A questi interventi pubblici sono seguite le misure di austerità, con impatti negativi per le economie e le società europee. L'austerità comprimerà la spesa pubblica e indebolirà i consumi privati, ovvero gli elementi della domanda aggregata che avevano mostrato qualche segno di vitalità nel biennio passato. Sommata al calo degli investimenti e alla diminuzione del credito, ci si trova in presenza di una situazione che rischia di comportare una recessione.
Vista la debolezza della domanda globale, non è nemmeno plausibile che le esportazioni possano sostenere la crescita in Europa. Inoltre, le misure di austerità provocheranno probabilmente una contrazione dei salari, esasperando in questo modo il vantaggio competitivo del centro, e della Germania in particolare, e aumentando ulteriormente lo squilibrio tra i surplus in questa nazione e i deficit dei Pigs.
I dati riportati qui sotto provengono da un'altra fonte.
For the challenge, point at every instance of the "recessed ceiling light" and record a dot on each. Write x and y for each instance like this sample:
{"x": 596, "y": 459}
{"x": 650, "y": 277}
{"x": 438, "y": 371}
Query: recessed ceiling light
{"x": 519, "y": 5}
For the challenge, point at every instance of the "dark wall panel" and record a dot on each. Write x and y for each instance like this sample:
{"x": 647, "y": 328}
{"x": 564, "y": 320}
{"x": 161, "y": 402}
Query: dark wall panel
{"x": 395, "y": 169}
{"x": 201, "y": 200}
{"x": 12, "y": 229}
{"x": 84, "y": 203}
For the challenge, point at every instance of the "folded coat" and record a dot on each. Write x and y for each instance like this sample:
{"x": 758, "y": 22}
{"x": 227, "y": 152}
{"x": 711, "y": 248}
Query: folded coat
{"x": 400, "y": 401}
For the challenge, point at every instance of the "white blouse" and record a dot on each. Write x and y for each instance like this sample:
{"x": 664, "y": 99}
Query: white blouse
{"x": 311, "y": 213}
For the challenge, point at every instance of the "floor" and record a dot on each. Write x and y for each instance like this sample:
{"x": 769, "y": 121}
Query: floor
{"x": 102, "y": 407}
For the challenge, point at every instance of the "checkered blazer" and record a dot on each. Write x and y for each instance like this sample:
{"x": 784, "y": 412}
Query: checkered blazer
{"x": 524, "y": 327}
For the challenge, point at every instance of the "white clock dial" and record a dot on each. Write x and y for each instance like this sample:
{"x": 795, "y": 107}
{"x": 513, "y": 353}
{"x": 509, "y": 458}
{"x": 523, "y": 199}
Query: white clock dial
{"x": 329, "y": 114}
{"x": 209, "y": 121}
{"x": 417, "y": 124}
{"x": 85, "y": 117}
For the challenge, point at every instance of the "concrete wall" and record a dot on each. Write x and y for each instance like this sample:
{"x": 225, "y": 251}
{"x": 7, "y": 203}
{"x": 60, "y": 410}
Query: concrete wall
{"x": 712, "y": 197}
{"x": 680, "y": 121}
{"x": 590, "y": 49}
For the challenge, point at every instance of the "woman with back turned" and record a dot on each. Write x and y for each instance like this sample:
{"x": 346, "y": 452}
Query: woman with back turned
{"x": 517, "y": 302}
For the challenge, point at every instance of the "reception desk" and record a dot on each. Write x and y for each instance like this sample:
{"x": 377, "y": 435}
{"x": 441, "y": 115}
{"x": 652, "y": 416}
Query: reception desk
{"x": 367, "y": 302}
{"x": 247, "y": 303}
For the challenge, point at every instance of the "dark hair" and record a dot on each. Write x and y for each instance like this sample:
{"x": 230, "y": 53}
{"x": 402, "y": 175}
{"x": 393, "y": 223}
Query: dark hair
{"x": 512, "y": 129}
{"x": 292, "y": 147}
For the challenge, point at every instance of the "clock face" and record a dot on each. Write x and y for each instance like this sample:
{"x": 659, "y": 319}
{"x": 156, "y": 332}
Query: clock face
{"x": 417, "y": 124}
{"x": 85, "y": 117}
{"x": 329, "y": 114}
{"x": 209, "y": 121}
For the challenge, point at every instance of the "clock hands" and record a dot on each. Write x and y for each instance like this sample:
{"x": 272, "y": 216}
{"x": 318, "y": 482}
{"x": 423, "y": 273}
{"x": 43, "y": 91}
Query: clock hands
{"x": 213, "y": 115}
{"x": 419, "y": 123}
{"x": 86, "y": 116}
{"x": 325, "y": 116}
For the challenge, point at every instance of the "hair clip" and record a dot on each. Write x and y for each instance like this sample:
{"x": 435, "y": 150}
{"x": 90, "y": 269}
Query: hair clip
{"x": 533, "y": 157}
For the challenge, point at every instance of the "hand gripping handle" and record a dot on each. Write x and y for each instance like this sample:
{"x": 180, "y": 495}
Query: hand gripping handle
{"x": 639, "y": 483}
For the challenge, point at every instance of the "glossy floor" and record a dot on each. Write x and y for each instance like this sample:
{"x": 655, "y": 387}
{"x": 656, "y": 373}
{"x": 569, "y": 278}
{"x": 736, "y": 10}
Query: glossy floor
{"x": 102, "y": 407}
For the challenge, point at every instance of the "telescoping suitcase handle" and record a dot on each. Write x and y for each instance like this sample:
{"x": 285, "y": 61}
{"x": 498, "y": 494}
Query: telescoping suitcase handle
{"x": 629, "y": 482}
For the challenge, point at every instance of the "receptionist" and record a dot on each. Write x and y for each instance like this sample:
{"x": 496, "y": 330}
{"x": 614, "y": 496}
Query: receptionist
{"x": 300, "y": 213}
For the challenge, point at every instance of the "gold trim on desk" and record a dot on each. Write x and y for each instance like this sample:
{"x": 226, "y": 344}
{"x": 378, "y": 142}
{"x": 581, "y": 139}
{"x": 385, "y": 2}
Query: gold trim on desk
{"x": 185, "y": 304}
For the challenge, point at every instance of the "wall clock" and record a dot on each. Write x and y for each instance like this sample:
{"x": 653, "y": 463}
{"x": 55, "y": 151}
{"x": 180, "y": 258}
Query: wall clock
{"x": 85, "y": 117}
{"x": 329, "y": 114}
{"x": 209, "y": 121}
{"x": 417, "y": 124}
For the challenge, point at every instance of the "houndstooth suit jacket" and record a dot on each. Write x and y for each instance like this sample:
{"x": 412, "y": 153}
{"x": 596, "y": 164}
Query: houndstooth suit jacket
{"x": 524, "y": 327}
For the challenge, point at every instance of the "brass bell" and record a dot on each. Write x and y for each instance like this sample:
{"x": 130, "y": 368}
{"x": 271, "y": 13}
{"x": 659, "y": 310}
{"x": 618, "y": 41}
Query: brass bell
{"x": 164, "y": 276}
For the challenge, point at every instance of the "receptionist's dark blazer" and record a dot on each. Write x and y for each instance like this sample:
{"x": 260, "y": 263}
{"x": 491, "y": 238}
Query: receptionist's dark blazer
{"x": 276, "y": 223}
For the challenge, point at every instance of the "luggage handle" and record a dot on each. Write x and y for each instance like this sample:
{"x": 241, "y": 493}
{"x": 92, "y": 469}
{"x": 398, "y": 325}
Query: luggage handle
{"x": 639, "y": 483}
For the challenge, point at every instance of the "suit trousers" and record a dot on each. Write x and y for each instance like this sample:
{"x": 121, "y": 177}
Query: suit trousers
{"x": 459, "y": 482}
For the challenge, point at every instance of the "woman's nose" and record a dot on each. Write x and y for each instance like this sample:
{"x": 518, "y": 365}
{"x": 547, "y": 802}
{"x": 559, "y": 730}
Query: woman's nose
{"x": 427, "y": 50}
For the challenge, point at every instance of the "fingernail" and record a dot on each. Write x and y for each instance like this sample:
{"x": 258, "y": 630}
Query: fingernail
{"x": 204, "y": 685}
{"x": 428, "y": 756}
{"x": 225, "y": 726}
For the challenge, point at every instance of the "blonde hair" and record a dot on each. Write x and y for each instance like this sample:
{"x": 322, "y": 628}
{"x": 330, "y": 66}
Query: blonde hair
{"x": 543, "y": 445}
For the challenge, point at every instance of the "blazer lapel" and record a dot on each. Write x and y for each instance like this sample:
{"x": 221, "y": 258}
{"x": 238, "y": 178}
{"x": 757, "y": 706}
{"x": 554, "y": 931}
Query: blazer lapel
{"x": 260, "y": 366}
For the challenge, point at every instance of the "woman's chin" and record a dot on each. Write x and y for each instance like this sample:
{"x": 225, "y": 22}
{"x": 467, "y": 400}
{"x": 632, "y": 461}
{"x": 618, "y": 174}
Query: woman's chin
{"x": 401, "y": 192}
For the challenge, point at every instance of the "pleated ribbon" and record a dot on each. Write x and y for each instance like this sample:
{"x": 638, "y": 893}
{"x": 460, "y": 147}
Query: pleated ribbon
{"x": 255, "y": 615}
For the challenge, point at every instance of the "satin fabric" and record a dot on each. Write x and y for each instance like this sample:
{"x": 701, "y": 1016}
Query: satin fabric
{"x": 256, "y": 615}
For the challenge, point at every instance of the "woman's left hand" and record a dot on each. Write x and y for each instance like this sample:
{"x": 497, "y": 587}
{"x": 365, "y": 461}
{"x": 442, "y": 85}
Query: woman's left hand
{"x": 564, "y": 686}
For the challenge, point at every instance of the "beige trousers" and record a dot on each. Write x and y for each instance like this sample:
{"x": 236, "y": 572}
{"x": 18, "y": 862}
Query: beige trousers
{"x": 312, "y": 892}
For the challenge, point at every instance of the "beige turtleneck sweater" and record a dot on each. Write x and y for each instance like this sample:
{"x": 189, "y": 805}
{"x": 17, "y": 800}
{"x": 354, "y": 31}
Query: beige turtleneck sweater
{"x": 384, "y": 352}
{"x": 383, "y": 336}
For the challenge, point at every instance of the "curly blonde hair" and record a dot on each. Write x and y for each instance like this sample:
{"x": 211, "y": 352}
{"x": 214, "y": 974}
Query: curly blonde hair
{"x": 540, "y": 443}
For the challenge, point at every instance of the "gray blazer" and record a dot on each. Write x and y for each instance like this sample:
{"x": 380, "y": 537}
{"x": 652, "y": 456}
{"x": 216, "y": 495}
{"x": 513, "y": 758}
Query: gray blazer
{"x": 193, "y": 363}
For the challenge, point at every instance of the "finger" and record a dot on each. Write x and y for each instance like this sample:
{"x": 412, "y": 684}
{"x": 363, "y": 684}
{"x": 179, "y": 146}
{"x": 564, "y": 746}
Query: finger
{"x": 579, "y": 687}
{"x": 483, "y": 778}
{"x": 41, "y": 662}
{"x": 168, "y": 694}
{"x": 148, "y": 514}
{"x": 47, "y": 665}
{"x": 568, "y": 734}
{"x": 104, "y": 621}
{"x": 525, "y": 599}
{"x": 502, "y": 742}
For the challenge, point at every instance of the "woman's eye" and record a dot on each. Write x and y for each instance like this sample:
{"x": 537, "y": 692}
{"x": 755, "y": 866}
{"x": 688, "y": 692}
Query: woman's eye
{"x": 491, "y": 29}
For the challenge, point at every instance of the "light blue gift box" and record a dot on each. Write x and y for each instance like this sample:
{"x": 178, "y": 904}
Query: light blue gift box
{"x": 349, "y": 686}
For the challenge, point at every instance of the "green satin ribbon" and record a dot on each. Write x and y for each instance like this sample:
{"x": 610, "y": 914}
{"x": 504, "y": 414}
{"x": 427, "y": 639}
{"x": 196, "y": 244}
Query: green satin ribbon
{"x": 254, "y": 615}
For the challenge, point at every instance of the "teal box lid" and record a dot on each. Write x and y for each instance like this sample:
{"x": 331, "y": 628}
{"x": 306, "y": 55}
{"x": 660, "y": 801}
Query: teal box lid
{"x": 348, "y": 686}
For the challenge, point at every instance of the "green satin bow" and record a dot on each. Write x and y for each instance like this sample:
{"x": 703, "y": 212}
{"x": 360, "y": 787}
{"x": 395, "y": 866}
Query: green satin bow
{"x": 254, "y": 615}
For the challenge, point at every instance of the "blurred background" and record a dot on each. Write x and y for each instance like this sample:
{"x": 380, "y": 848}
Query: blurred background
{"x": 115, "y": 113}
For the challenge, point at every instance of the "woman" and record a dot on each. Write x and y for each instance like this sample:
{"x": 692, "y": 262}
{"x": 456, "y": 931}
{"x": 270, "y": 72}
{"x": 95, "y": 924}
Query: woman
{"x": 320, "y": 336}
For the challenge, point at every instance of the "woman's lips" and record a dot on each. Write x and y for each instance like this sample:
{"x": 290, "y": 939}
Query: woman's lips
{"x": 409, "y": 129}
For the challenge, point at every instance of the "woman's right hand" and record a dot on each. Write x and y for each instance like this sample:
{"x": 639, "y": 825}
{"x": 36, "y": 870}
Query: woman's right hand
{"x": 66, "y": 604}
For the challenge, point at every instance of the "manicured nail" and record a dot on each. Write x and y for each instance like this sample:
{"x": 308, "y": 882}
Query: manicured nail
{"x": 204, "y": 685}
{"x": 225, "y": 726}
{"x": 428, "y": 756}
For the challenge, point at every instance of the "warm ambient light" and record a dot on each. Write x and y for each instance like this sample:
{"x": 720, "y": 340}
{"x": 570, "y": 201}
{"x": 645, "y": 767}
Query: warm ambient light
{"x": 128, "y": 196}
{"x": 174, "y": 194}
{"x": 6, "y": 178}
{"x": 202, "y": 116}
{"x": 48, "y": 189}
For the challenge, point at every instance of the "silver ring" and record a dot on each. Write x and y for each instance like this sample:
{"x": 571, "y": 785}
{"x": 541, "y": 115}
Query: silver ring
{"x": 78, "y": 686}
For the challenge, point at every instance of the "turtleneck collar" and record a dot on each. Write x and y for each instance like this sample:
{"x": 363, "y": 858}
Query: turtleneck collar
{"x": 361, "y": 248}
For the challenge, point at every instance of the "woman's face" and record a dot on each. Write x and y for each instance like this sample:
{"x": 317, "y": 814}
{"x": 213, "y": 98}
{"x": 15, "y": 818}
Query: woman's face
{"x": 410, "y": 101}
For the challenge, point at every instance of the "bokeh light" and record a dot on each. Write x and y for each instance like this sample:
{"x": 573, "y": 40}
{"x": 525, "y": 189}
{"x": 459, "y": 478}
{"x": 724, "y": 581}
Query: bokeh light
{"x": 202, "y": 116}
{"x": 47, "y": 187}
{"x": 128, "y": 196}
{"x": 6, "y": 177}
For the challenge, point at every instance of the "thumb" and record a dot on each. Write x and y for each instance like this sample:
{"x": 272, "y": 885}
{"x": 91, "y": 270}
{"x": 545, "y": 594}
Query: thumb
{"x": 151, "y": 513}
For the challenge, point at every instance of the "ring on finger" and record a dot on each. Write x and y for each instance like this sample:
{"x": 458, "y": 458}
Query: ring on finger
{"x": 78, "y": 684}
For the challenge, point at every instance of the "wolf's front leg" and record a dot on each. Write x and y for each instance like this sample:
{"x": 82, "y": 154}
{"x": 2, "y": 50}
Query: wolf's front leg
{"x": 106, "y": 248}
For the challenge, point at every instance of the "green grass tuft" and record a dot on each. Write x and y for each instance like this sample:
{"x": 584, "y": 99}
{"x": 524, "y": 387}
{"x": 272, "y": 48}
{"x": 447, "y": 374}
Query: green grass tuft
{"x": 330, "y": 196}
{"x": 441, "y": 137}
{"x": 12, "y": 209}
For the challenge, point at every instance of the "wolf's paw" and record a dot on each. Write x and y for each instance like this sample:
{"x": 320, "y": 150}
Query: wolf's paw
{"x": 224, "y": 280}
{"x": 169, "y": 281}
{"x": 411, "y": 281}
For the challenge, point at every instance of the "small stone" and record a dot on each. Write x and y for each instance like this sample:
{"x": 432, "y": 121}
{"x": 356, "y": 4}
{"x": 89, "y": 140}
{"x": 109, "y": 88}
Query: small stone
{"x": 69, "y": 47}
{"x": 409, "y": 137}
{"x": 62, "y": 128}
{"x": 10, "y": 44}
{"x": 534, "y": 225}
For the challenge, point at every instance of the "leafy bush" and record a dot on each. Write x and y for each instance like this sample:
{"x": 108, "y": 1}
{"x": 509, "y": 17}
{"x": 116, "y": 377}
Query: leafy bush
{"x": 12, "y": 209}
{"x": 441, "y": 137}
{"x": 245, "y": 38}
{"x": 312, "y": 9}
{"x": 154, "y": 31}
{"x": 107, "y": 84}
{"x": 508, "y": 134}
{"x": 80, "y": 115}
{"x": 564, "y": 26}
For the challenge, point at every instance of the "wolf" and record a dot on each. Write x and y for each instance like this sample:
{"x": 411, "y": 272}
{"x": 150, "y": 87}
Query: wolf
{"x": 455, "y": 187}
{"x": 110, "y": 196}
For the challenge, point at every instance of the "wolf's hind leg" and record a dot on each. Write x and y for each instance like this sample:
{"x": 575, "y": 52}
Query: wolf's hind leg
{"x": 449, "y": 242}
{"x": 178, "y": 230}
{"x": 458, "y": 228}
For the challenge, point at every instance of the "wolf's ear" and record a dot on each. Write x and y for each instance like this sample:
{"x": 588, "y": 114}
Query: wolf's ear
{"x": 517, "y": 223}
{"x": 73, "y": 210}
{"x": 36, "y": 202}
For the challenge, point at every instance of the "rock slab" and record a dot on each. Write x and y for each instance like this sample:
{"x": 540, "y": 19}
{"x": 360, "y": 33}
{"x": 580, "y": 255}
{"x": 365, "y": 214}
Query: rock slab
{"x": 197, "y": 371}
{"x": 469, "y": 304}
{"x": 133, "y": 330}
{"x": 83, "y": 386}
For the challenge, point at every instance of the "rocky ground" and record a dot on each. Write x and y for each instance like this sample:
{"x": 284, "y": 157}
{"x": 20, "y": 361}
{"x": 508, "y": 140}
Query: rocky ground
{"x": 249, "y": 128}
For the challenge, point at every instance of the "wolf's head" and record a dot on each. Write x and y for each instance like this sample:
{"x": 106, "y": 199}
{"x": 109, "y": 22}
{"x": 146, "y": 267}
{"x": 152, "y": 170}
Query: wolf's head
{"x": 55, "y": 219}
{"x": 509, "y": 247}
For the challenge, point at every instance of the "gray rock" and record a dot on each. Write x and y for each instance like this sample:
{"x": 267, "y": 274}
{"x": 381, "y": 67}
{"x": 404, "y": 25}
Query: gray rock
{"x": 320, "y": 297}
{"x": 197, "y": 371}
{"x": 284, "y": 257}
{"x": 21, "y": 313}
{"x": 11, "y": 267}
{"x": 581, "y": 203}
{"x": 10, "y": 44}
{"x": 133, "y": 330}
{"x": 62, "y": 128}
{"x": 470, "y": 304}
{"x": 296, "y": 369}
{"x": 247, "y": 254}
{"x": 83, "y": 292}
Il peso del debito e gli impatti negativi delle misure di austerità hanno sollevato la possibilità di default dei paesi della periferia. La ricerca sottolinea come un default possa essere guidato dal creditore o dal debitore. Questa seconda eventualità potrebbe ridurre sensibilmente il debito complessivo. Il rischio è quello di essere esclusi dal mercato dei capitali, almeno temporaneamente. Gli esempi di Argentina e Russia hanno però mostrato come i risultati possano essere positivi per il paese che decidesse di seguire questa strada. Una strada che potrebbe significare l'uscita dall'eurozona, la svalutazione della propria moneta per aumentare la competitività e la possibilità di rimuovere i vincoli monetari e fiscali del patto di stabilità. Una soluzione che rischia di avere forti ripercussioni sul sistema bancario e monetario. Con ogni probabilità sarebbe necessario come minimo introdurre un forte monitoraggio delle banche e di altre aree dell'economia, un controllo sui flussi di capitali, nuove politiche industriali, una riforma del sistema fiscale in direzione di una maggiore progressività. In poche parole, la ricerca propone esplicitamente un totale cambiamento di rotta rispetto alle politiche neoliberiste.
Si tratta di scelte dalle implicazioni enormi. E' necessario, conclude lo studio, pesare bene i diversi fattori in gioco e valutare i costi, i benefici e gli impatti sociali di un'azione abbastanza radicale da spezzare la spirale dell'indebitamento, o, all'opposto, quelli di una recessione e di una stagnazione di lungo termine in diversi Paesi europei.